Clinical Bottom Line
Of the five randomized controlled trials in cardiovascular surgery that compared staples with suture closure, 3 of the 5 studies found that the complication rate was lower with sutures and the other two found no difference. With regard to cosmesis, 2 of the 5 studies found sutures to be superior and the remaining papers found no difference. We conclude that sutured skin closure for leg and chest wounds is superior to stapled closure.
- Risnes I, Abdelnoor M, Lundblad R, Baksaas ST, Svennevig JL. Leg wound closure after saphenous vein harvesting in patients undergoing coronary artery bypass grafting: a prospective randomized study comparing intracutaneous, transcutaneous and zipper techniques Scand Cardiovasc J 2002;36(6):378-82.
- Risnes I, Abdelnoor M, Lundblad R, Baksaas ST, Svennevig JL. Sternal wound closure in patients undergoing open-heart surgery: a prospective randomized study comparing intracutaneous and zipper techniques.[see comment]. Eur J Cardiothorac Surg 2002;22(2):271-7.
- Risnes I, Abdelnoor M, Baksaas ST, Lundblad R, Svennevig JL. Sternal wound infections in patients undergoing open heart surgery: randomized study comparing intracutaneous and transcutaneous suture techniques.[see comment]. Ann Thorac Surg 2001;72(5):1587-91.
- Karabay O, Fermanci E, Silistreli E, Aykut K, Yurekli I, Catalyurek H, Acikel U. Intracutaneous versus transcutaneous suture techniques: comparison of sternal wound infection rates in open-heart surgery patients. Tex Heart Inst J 2005;32(3):277-82.
- Angelini GD, Butchart EG, Armistead SH, Breckenridge IM. Comparative study of leg wound skin closure in coronary artery bypass graft operations. Thorax 1984;39(12):942-5.
- Johnson RG, Cohn WE, Thurer RL, McCarthy JR, Sirois CA, Weintraub RM. Cutaneous closure after cardiac operations: a controlled, randomized, prospective comparison of intradermal versus staple closures. Ann Surg 1997;226(5):606-12.

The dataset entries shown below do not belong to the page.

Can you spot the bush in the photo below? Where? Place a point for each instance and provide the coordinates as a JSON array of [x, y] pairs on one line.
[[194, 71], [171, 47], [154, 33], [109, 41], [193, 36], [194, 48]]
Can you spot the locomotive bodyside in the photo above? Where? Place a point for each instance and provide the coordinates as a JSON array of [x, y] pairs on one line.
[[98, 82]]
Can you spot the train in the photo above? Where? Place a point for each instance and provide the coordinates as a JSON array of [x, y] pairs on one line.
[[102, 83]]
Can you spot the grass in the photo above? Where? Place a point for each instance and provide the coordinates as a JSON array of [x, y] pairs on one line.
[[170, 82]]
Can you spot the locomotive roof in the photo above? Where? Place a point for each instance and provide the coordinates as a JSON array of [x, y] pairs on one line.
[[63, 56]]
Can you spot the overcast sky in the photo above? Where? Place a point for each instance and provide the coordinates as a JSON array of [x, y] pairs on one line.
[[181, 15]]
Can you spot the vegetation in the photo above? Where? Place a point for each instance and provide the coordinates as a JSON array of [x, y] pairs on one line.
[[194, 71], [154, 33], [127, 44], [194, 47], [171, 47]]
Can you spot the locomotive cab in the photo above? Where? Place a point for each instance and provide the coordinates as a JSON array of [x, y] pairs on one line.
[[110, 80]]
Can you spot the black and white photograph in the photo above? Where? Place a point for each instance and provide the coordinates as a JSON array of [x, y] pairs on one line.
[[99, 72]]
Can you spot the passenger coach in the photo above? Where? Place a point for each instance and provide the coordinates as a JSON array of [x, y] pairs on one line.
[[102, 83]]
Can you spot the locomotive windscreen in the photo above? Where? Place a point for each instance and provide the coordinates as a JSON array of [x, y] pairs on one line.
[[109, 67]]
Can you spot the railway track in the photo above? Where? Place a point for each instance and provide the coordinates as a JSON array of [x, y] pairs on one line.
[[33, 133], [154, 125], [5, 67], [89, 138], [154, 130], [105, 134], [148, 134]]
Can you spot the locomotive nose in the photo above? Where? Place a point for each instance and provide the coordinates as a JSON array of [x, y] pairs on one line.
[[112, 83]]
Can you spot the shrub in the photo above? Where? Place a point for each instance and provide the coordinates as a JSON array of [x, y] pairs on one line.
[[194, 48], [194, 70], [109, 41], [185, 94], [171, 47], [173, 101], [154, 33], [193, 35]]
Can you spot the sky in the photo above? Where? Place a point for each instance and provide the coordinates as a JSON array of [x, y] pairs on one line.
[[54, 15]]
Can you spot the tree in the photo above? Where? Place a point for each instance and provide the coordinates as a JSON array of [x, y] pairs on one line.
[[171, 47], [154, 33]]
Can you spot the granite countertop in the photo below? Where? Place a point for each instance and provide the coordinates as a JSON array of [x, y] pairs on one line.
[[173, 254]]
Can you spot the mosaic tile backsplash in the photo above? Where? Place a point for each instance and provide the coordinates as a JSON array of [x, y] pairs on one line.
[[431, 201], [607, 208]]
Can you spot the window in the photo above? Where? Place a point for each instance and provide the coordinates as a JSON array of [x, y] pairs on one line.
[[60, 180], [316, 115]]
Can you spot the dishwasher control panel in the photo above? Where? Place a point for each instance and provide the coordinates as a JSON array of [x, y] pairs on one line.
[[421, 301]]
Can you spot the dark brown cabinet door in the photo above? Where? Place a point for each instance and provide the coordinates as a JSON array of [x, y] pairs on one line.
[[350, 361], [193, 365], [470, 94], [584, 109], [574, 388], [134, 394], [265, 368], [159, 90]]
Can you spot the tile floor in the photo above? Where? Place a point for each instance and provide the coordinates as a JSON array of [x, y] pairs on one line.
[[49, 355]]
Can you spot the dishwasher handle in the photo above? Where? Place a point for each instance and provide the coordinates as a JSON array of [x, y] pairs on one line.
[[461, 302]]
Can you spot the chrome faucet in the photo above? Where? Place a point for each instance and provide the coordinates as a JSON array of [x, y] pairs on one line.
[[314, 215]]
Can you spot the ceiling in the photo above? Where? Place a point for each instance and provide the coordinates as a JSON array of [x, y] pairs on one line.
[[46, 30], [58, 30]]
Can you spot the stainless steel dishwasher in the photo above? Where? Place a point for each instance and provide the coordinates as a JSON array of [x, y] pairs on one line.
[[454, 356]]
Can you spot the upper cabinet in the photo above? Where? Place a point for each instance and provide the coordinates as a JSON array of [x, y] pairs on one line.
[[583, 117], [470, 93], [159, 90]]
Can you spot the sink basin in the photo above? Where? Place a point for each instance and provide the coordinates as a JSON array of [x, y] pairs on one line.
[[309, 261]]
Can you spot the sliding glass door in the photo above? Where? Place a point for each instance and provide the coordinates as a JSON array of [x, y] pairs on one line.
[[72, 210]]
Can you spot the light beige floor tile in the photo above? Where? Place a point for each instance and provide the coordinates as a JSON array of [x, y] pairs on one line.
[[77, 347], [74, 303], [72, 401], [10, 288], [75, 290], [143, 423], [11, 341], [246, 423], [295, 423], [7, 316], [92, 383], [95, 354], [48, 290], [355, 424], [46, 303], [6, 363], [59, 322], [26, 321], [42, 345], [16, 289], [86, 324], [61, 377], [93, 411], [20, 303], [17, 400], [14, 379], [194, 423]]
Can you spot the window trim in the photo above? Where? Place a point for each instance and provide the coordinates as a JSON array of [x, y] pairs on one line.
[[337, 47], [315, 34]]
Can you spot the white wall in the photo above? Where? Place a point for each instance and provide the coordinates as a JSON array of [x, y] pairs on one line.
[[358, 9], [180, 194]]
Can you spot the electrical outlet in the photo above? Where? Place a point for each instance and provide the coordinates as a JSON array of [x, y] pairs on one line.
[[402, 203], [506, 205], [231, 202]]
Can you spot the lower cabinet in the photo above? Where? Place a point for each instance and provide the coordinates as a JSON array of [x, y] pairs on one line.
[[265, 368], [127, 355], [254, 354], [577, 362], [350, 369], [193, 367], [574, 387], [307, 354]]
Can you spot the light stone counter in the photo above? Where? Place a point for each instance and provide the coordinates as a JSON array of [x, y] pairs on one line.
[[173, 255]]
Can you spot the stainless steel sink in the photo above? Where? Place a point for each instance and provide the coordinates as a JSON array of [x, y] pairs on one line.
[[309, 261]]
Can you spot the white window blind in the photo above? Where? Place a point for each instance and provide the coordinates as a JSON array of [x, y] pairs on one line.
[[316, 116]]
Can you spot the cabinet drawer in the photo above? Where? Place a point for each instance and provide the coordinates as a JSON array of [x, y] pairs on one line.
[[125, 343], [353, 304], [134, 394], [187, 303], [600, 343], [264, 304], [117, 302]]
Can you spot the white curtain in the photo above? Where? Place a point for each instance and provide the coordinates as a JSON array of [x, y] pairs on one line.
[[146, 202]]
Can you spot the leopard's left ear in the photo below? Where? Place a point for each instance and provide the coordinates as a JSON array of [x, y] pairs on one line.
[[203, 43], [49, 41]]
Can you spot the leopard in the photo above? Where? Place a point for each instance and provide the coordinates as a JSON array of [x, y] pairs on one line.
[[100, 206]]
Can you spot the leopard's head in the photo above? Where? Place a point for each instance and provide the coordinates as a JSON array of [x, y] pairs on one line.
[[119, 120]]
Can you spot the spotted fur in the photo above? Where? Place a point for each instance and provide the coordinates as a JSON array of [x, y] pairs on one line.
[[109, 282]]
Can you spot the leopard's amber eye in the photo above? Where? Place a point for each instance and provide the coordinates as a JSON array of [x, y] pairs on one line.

- Mullen JC, Bentley MJ, Mong K, Karmy-Jones R, Lemermeyer G, Gelfand ET, Koshal A, Modry DL, Penkoske PA. Reduction of leg wound infections following coronary artery bypass surgery. Can J Cardiol 1999;15(1):65-8.
- Chughtai T, Chen LQ, Salasidis G, Nguyen D, Tchervenkov C, Morin JF. Clips versus suture technique: is there a difference? Can J Cardiol 2000;16(11):1403-7.
- Wolterbeek JH, van Leeuwen AA, Breslau PJ. Skin closure after infrainguinal bypass surgery: a prospective randomised study. Eur J Vasc Endovasc Surg 2002;23(4):321-4.